I do not want to be a passive participant in my romantic life.
I do not want my dating choices to be limited to the guys who are still optimistic enough to send a message; I might miss some good ones who are just tired of being ignored and I can’t blame them. I asked above why I should bother to get on the rollercoaster ride of being the asker instead of the askee, and I think the reason it’s worth trying is the reason it’s worth trying many things that make you uncomfortable; empathy.
***** You might think online dating would create some much-needed “fairness” between the sexes.
In the realm of hetero courtship, tradition still reigns supreme.

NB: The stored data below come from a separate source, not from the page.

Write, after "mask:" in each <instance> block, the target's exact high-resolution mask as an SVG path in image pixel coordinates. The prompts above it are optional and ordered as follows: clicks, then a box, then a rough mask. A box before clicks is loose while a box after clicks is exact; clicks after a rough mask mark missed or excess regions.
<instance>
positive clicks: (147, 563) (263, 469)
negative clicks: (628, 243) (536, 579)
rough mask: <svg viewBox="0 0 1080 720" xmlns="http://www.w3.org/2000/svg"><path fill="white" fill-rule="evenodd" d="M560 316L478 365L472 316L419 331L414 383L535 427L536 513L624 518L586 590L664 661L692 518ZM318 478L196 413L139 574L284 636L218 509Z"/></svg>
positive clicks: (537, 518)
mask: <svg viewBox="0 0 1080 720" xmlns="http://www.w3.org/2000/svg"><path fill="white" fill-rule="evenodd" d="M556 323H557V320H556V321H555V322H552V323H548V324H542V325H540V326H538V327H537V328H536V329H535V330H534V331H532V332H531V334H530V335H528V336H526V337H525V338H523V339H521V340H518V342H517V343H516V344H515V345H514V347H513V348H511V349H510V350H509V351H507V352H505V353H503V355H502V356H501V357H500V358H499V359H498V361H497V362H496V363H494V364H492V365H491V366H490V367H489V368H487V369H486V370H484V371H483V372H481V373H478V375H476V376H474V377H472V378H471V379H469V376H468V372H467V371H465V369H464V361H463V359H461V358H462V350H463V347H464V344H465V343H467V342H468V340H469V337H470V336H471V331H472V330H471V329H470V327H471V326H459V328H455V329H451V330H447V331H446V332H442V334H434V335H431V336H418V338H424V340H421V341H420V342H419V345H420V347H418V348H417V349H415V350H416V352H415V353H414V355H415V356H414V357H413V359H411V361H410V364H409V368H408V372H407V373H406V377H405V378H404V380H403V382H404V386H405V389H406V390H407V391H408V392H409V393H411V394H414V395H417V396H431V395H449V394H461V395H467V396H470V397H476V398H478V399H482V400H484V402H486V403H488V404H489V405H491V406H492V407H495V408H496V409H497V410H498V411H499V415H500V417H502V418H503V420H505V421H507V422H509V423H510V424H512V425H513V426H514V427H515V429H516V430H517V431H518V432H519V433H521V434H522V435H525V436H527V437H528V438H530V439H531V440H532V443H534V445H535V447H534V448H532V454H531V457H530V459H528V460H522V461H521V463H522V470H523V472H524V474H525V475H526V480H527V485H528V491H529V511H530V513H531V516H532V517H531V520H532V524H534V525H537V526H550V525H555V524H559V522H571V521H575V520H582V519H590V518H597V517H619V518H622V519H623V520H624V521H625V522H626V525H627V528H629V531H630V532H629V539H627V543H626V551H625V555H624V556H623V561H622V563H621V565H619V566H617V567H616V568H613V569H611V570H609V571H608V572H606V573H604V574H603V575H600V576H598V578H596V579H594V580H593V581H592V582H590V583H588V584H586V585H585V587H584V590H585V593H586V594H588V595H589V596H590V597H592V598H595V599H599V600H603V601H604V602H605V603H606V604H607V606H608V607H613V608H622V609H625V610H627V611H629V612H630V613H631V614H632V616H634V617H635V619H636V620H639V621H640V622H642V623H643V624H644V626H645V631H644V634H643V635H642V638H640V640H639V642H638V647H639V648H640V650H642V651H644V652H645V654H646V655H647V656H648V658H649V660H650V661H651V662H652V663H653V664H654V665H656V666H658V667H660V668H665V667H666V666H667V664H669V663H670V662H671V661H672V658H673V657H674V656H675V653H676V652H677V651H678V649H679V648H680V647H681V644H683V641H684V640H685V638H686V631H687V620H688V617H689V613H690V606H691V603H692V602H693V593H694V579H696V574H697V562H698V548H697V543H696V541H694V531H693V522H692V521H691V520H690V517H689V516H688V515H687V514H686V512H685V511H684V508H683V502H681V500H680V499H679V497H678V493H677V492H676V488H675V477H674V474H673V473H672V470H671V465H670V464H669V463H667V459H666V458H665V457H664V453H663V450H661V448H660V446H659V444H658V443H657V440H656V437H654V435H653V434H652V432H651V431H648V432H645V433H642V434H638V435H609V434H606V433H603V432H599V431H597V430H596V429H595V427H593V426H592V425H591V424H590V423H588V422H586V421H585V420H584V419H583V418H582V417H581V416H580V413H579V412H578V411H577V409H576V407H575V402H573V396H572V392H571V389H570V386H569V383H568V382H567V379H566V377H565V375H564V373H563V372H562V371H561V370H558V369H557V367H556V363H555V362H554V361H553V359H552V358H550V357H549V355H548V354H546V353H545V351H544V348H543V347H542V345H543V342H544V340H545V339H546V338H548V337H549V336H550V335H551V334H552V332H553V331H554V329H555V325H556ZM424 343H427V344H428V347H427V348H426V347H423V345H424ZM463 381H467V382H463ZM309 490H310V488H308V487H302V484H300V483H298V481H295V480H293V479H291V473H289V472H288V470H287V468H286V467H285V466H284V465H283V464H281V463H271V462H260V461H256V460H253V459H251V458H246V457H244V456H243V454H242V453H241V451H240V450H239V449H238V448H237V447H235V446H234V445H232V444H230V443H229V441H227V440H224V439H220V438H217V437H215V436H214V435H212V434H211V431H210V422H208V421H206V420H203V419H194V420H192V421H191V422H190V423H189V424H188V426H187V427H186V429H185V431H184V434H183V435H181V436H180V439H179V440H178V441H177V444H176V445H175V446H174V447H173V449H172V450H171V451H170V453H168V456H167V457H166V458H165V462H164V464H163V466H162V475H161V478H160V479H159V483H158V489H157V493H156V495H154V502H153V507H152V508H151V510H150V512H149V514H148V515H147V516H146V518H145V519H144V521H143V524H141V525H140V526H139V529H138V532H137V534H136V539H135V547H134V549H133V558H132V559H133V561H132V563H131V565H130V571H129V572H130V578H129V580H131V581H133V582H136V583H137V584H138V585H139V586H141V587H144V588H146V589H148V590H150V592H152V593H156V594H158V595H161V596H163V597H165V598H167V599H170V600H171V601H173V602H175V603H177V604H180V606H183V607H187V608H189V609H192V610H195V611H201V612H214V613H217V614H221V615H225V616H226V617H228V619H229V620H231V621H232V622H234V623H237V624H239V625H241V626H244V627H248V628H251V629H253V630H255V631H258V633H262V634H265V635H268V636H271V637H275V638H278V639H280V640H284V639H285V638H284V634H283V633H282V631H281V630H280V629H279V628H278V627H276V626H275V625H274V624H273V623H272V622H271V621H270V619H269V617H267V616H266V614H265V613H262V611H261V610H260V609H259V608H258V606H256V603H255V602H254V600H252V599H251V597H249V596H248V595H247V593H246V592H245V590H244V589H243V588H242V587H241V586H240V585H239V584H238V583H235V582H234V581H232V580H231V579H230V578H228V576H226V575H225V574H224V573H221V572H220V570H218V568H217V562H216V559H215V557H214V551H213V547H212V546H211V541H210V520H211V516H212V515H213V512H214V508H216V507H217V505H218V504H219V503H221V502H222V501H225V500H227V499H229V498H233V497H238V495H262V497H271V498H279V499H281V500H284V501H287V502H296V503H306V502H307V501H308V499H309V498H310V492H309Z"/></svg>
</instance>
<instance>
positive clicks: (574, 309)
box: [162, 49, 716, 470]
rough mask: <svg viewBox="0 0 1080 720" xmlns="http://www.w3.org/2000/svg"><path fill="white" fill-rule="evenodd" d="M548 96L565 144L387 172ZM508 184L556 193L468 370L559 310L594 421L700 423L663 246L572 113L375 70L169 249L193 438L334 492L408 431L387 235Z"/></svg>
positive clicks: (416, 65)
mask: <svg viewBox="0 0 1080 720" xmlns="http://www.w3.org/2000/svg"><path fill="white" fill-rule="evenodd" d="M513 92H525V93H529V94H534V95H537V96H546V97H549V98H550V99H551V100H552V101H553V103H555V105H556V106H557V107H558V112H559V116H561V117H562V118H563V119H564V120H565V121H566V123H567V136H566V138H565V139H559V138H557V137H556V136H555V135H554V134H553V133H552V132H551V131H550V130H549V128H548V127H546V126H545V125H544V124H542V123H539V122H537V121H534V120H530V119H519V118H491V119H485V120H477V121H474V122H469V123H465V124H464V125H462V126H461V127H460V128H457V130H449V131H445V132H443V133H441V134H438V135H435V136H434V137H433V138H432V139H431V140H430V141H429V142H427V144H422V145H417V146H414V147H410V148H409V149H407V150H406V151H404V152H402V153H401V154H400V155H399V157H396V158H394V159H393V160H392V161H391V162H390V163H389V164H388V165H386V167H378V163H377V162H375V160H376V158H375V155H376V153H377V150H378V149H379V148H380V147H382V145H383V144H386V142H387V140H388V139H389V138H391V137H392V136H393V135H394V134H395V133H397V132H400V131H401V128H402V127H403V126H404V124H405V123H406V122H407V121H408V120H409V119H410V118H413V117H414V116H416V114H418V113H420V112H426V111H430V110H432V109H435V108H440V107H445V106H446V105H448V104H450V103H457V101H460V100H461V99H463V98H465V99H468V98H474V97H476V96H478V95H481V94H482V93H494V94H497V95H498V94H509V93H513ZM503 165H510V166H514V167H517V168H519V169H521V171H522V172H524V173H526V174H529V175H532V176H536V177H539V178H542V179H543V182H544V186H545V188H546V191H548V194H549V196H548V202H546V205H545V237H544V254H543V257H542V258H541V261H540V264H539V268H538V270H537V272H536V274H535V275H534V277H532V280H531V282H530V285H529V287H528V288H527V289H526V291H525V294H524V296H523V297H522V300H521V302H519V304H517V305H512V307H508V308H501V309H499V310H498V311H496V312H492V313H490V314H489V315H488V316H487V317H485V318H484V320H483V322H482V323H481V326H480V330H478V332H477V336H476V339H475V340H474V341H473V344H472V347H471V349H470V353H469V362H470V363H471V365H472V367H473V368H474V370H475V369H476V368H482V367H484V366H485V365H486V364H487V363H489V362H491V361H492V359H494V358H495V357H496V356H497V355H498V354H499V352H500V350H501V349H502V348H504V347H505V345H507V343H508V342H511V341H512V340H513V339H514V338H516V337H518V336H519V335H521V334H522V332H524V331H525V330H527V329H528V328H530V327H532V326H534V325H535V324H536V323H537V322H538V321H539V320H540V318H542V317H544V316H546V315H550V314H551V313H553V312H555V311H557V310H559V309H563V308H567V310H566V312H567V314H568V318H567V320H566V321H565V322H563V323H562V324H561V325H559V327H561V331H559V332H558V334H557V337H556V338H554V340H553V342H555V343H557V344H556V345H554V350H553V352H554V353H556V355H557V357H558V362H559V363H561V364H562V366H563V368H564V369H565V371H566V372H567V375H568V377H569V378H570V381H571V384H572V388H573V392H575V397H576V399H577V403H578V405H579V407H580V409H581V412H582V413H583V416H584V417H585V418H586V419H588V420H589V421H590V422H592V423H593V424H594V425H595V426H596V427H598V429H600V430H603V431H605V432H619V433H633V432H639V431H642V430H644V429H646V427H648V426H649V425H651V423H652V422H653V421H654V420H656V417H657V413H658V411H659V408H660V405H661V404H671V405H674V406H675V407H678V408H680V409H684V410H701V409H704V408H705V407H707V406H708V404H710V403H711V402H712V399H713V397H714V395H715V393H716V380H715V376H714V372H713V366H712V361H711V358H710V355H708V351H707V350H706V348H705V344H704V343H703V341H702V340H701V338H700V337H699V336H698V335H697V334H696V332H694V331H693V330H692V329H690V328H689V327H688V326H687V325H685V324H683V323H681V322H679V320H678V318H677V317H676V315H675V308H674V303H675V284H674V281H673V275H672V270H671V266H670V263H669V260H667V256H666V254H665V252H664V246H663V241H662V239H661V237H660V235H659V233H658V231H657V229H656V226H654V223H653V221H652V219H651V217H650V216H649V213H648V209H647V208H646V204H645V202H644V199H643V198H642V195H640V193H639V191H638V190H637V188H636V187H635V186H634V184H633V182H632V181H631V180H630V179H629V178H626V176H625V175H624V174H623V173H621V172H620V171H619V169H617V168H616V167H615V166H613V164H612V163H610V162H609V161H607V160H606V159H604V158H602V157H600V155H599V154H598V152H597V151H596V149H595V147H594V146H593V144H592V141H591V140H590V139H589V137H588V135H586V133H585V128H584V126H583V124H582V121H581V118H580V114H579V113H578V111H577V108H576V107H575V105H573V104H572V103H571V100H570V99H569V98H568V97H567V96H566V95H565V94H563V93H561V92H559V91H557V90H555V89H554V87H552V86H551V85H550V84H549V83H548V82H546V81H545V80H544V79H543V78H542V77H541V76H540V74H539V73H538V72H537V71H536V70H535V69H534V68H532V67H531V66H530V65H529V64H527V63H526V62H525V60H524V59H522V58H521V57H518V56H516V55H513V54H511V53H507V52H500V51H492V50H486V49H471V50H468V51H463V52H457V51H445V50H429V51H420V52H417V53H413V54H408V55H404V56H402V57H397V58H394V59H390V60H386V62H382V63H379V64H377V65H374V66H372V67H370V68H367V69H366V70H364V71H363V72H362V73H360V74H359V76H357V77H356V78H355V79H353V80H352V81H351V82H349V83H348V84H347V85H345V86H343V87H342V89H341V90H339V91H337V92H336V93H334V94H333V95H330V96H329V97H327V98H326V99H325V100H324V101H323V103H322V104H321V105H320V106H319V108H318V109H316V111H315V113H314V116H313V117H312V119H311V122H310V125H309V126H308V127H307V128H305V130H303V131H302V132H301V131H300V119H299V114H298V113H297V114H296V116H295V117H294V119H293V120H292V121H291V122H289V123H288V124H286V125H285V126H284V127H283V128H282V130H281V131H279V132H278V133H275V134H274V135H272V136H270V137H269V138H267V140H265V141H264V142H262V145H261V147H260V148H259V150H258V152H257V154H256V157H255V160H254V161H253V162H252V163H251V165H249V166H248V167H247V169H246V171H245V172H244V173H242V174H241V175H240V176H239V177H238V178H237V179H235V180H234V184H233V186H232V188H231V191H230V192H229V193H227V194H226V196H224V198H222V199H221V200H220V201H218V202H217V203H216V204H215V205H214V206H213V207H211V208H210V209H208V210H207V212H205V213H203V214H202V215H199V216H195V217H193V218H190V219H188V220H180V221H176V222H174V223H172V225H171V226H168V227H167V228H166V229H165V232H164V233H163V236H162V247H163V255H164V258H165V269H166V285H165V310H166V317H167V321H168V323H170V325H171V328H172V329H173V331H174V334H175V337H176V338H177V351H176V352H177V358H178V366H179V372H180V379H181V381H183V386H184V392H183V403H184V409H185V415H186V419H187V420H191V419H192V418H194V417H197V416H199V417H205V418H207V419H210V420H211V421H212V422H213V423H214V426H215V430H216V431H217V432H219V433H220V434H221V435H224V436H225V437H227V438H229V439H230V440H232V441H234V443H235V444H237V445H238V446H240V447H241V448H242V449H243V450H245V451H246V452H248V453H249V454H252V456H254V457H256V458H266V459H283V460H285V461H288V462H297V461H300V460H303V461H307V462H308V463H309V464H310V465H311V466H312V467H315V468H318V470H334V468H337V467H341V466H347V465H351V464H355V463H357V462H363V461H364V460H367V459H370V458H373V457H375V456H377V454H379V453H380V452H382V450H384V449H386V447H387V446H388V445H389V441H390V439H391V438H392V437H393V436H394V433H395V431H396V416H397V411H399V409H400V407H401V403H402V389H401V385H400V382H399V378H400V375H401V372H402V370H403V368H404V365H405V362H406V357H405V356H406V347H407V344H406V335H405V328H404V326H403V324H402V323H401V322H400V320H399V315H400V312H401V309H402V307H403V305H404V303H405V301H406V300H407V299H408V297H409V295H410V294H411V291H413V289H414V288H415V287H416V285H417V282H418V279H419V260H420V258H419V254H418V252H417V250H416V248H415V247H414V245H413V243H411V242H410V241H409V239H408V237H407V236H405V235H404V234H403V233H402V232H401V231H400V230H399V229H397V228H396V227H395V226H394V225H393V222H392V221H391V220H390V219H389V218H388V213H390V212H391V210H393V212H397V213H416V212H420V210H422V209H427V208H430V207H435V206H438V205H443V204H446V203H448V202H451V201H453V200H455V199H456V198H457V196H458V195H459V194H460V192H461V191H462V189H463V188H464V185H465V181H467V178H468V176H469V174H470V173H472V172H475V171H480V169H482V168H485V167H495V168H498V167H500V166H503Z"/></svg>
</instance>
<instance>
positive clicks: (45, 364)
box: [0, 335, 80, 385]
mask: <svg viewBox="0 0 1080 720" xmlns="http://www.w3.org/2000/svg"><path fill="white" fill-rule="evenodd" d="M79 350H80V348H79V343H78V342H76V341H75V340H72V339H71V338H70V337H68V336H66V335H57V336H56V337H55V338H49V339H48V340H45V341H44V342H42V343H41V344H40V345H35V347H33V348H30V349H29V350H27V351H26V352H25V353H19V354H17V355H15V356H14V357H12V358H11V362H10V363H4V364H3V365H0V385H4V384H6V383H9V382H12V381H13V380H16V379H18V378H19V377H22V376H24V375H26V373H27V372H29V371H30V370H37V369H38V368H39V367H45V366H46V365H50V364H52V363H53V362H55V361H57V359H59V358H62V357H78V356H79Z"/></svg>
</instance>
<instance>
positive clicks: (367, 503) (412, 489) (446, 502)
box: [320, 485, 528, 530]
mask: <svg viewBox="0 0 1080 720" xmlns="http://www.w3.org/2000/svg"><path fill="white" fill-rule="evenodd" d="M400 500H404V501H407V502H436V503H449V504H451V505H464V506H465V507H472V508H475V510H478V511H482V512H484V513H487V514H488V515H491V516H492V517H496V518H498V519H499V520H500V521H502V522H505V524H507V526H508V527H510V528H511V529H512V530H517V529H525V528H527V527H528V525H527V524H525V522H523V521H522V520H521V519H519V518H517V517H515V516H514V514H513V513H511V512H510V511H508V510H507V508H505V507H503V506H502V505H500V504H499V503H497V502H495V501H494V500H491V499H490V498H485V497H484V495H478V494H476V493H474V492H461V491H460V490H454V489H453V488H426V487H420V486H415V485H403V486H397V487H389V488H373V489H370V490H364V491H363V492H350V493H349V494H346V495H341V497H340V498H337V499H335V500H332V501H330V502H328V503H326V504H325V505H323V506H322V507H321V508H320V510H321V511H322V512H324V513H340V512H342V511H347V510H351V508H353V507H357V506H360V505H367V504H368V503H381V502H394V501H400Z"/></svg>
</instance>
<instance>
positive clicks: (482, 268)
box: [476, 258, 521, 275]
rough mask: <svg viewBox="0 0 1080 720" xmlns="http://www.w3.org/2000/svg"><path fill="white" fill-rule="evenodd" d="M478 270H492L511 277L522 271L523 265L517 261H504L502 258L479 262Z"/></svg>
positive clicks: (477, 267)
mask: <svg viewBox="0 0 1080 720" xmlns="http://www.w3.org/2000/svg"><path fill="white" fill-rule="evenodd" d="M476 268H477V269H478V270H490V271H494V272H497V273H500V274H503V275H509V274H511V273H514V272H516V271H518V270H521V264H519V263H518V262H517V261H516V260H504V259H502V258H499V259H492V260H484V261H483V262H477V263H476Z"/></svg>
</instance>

You will peruse profiles and find a few women who aren’t posing in a bathroom with their stomachs exposed.
You will look for things in common in their profile (they like Scrabble too! You will send them a note, carefully crafted to show interest and attention to detail. The next one will, but she spells “you” as “u” and you will let the conversation stall.
With those, you will send a few messages back and forth before he invites you for a drink.
You will part ways, and you will probably, almost certainly, begin again the next day with another “Hey there…” message from the next contender.Many times in my writing I ask men to try to understand how women feel out in the world, to take a walk in their shoes, to try on a different perspective to understand their own privilege.I believe exercising those empathy muscles is what helps us be better, kinder human beings, but it’s not fair of me to ask without trying to reciprocate.I tell all my single guy friends to watch out for online dating.It is a sad, soul-crushing place where good guys go to die a slow death by way of ignored messages and empty inboxes.Sometimes I send a “thanks but no thanks” to particularly sweet messages, but usually I’m so overwhelmed by the new things to read and the new choices in front of me that I ignore those nice guys too.